On September 7, 2015, at about 08:40 local time a bolide meteor appeared over Thailand and burned up approximately 100 km (62 mi) above the ground. The meteor briefly flared up producing a green and orange glow before disappearing without a sound of explosion and leaving a white smoke trail. The meteor was recorded by several dashcams during the morning rush hour in Bangkok, and sightings were also reported in Thai towns of Kanchanaburi and Nakhon Ratchasima. The meteor was visible for about four seconds before fading out. As of September 8, 2015 no strewn field has been found. The impact energy was the largest of 2015 at 3.9 kiloton. The last impact this large was on 23 August 2014 over the Southern Ocean.

==Identification==
The object was initially believed to be FLOCK 1B-11 satellite which was due to burn in the atmosphere about that time or a crashing aircraft. However, because the object travelled in the direction opposite to the east–west axis of artificial satellites, it was identified by the Deputy Director of Thai National Astronomical Research Institute, Saran Poshyachinda, as "an asteroid" (Note: "Asteroid" may have been a mistranslation.) and as a meteor by the president of the Thai Astronomical Society Prapee Viraporn. The object was also identified as a meteor by the Chachoengsao Observatory astronomer Worawit Tanwutthibundit. Tanwutthibundit, who witnessed the event, estimated the object's speed at nearly 50 miles per second before disintegration. A similar explanation was suggested by the former member of Hubble Space Telescope team, Phil Plait, who said that "it was almost certainly a good-sized rock burning up in our atmosphere". According to Plait, the object may have had a steep angle of entry.

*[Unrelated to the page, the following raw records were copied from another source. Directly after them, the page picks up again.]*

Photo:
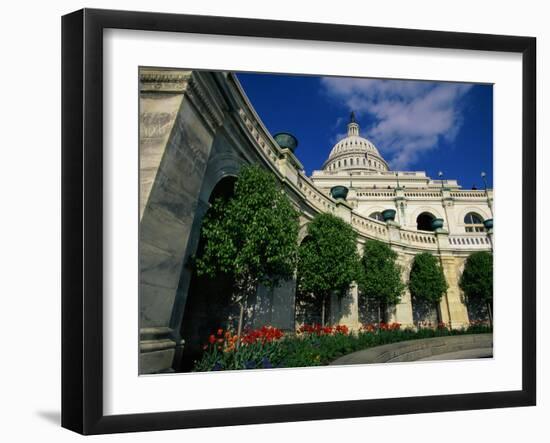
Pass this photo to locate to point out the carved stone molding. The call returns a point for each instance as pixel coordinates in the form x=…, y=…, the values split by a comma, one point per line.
x=155, y=80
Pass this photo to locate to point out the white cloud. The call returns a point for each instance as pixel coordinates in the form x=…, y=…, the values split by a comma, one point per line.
x=409, y=117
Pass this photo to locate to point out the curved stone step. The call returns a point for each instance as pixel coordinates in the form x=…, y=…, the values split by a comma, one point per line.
x=455, y=347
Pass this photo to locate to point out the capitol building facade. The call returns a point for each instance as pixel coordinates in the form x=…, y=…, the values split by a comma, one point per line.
x=197, y=129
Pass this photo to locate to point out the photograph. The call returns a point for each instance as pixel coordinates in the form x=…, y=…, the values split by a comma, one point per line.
x=290, y=221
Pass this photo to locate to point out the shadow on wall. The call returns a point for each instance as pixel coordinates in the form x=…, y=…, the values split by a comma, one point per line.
x=368, y=310
x=424, y=312
x=477, y=311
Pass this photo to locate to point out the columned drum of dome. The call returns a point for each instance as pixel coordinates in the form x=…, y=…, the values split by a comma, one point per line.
x=355, y=153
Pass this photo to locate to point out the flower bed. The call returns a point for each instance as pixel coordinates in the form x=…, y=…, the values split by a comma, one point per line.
x=312, y=345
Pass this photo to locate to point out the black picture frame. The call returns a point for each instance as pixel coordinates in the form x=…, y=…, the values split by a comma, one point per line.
x=82, y=218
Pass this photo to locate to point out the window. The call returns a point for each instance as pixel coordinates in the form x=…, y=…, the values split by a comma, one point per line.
x=377, y=216
x=473, y=222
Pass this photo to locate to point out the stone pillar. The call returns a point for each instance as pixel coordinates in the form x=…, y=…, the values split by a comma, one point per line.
x=453, y=310
x=346, y=309
x=172, y=169
x=284, y=305
x=402, y=312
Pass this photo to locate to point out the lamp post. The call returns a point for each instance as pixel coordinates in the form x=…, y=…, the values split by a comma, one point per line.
x=484, y=177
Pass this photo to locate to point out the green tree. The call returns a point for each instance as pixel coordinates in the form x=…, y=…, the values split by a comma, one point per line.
x=327, y=259
x=381, y=277
x=252, y=236
x=427, y=281
x=477, y=279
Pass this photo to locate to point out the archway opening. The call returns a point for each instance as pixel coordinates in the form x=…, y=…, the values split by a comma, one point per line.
x=208, y=306
x=308, y=307
x=424, y=221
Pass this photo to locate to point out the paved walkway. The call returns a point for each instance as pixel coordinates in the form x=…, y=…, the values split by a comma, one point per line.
x=454, y=347
x=462, y=355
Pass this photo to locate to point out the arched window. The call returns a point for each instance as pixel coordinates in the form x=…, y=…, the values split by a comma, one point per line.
x=473, y=222
x=377, y=216
x=424, y=221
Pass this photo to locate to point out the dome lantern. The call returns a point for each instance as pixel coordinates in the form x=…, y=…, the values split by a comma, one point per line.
x=355, y=153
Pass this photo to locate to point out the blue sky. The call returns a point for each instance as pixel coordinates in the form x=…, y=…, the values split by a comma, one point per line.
x=416, y=125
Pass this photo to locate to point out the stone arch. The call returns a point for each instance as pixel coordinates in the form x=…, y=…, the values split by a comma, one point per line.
x=208, y=300
x=436, y=212
x=424, y=221
x=467, y=209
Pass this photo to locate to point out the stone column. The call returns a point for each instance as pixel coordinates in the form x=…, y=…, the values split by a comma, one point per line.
x=284, y=305
x=346, y=308
x=172, y=169
x=454, y=311
x=402, y=312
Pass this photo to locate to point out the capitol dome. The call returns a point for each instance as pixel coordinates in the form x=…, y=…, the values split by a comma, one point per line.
x=354, y=153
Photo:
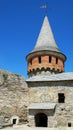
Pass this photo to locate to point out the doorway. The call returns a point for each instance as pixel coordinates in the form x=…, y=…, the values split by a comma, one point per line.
x=40, y=120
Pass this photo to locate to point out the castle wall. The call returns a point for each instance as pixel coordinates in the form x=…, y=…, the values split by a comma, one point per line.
x=47, y=92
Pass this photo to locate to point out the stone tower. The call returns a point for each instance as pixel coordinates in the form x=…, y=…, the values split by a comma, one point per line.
x=46, y=58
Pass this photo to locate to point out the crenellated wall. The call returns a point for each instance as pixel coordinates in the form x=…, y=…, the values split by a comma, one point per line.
x=45, y=62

Sound from the meteor was reported in three districts of Kanchanaburi Province: Thong Pha Phum, Sai Yok and Si Sawat. Governor of Kanchanaburi Province Wan-chai Osukhonthip ordered police and Sai Yok National Park rangers to search Wang Krachae and Bong Ti subdistricts in Sai Yok District for meteor debris.

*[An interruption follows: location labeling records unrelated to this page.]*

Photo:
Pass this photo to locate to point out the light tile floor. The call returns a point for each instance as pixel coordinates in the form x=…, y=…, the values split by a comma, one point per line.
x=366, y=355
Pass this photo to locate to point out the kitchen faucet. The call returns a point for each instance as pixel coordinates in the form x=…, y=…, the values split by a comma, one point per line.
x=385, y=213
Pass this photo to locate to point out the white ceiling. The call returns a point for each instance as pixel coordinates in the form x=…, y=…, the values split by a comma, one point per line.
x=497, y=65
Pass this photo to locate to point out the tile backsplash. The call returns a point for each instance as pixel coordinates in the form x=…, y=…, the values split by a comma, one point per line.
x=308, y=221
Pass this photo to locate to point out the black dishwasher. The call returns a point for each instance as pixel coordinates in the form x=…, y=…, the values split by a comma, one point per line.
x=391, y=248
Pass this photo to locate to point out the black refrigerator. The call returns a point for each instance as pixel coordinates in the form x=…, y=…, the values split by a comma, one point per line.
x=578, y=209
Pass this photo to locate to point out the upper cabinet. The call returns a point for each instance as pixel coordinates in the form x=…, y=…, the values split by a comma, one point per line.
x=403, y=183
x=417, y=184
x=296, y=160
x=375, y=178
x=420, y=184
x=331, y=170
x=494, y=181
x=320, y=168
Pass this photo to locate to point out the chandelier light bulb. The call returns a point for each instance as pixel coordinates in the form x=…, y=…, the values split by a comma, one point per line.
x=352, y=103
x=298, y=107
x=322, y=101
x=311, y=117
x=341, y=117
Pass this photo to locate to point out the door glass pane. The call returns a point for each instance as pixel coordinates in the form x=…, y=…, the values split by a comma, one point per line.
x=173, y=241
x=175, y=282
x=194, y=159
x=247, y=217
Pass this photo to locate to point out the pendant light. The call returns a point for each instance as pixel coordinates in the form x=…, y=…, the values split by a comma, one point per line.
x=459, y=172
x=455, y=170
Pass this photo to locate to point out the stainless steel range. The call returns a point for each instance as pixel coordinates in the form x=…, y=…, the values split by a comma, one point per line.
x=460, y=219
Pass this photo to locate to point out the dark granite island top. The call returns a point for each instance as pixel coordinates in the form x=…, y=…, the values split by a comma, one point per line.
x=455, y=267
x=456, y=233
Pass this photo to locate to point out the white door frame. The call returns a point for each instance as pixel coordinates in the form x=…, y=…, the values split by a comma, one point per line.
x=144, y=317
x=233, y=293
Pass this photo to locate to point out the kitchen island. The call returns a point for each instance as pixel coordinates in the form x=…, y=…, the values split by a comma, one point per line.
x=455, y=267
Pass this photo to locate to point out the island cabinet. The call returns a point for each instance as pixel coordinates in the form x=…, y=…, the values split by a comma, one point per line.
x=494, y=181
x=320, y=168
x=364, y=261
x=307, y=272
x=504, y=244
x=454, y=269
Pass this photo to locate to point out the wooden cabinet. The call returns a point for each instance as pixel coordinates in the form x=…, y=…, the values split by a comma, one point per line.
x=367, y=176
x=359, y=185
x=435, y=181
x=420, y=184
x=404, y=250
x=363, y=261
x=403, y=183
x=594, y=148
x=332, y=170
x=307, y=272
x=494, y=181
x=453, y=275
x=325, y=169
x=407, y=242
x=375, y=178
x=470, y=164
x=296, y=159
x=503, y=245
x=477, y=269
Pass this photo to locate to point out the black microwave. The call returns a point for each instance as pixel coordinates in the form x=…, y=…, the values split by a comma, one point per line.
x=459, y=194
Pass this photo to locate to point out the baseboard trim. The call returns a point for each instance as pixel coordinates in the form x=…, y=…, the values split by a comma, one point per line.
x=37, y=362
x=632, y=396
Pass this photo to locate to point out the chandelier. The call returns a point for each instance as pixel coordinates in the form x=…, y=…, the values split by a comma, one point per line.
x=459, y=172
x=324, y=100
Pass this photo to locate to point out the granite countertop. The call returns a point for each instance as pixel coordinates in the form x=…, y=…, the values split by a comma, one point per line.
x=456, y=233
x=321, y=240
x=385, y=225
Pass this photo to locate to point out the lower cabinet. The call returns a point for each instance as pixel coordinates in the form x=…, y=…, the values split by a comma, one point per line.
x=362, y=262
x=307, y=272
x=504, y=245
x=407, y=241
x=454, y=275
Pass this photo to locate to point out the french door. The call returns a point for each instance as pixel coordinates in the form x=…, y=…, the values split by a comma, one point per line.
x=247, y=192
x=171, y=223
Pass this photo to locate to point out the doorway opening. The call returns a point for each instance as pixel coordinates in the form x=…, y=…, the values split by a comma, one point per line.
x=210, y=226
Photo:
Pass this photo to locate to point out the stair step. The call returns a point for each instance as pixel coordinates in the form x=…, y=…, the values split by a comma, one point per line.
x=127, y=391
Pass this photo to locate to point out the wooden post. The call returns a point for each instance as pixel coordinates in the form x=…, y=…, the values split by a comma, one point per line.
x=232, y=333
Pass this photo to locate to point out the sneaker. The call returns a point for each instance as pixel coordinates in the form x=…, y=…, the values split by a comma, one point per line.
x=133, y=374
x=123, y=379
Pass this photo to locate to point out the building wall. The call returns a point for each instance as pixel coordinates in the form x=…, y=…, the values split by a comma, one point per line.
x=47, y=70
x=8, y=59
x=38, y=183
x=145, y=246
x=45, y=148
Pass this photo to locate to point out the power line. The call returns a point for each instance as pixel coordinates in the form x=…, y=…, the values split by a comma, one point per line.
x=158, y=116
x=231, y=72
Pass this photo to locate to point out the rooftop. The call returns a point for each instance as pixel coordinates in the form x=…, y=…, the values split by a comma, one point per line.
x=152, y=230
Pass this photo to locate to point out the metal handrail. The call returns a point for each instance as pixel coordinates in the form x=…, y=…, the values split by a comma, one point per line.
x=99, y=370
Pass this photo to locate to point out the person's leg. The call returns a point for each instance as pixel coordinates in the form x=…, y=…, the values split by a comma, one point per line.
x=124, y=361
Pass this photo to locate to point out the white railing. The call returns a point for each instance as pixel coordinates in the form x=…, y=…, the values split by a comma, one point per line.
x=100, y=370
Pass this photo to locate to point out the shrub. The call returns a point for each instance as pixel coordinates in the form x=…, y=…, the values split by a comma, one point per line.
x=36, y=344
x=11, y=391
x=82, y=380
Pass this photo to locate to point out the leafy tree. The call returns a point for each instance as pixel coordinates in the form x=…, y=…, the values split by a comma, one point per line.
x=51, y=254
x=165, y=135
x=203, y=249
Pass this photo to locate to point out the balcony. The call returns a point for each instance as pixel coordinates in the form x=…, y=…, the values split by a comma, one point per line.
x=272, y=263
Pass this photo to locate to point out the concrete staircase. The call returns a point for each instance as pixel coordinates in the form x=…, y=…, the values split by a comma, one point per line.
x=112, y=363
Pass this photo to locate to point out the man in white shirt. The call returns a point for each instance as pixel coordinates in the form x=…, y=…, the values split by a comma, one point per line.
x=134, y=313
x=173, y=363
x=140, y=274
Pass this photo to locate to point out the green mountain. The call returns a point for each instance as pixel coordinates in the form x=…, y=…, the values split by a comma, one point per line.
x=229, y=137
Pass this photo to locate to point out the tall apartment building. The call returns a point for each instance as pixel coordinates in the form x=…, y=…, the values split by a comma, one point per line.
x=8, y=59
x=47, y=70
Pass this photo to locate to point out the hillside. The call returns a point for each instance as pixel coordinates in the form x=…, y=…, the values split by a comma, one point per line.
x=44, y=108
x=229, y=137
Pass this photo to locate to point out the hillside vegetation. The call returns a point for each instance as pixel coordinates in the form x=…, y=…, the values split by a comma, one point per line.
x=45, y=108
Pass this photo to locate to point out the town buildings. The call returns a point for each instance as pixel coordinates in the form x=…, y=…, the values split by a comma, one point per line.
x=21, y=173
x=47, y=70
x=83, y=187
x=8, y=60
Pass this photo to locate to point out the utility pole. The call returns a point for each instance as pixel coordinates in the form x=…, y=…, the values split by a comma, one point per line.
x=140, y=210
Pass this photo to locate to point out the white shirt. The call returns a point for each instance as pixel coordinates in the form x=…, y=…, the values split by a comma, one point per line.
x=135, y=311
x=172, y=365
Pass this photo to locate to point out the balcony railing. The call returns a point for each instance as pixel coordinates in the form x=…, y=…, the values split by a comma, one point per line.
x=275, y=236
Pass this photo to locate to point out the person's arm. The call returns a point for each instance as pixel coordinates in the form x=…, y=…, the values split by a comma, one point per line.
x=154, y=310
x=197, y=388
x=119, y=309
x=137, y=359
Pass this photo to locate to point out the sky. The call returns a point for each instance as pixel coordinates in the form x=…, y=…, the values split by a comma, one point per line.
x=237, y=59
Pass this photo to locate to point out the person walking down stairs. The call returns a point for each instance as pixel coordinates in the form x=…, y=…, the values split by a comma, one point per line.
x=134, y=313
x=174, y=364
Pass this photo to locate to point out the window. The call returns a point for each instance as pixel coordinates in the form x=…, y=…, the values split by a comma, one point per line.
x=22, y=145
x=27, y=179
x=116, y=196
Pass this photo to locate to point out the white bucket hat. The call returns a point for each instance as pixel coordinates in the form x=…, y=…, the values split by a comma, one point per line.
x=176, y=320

The National Astronomical Research Institute of Thailand gave a press release on 14 September, estimating that the meteor was about 3.5 metres in diameter with a mass of 66 tonnes, entering the atmosphere at 21 km/s and having maximum brightness at 29.3 km altitude. The impact energy was equivalent to 3.5 kilotonnes of TNT; its trajectory was 269.8 degrees, with an impact angle of 45.4 degrees. It also estimates that meteorite remnants may have fallen around the area of Sai Yok National Park.

==Other 2015 bolide events in Thailand==
A previous bolide event was recorded in Thailand on March 2, 2015, and was also seen in Bangkok.

On 2 November 2015, a dramatic green fireball lit up the night sky over Thailand as it streaked past and exploded.